On June 5, Ogilvy officially celebrated its re-founding. The Wall Street Journal broke the news, with Seifert telling the publication why he felt a re-founding was what the company needed to be set up for success now and in the future.
“In my view, if we were going to stand apart we needed to clarify what the Ogilvy brand promise was, what its purpose was and we needed to greatly simplify the organization around what I call an integrated enterprise agenda, not a holding company of all these different piece-parts,” Seifert told the WSJ. “The agency’s purpose is “making brands matter.”
Head over to the WSJ for more detail on the re-founding, including the six capabilities that the company is reorganizing around, the unveiling of Ogilvy Consulting, and more.
In addition, Seifert also spoke with Campaign in-depth on the re-founding and what it entails. As part of the restructure, Ogilvy has identified 12 Craft areas that speak to employee expertise—or as Seifert describes, “which in the past would have been departments.”

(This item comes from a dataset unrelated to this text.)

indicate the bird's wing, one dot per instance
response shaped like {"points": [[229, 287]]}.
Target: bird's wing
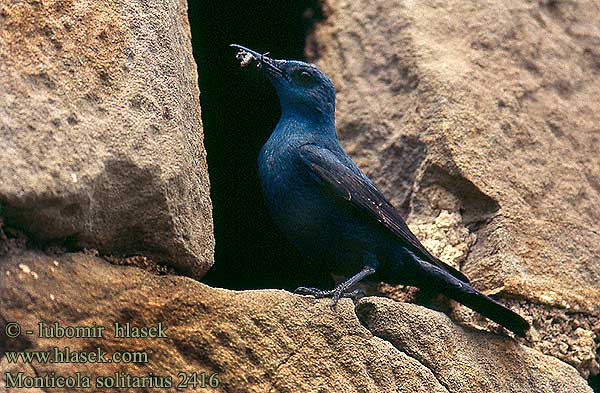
{"points": [[358, 190]]}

Seifert adds: “We’re trying to put renewed emphasis on craft. It’s one thing to unplug Ogilvy PR, OgilvyOne and so on, but it’s another thing to get people to think about the skills that they build, the point of view that they have on their work that needs to be constantly improved. We want everyone to have an extraordinary personal capability in one or more crafts. Craft is a way of making people see their role in the company in a much more organic way and to think about that as a way to define themselves.”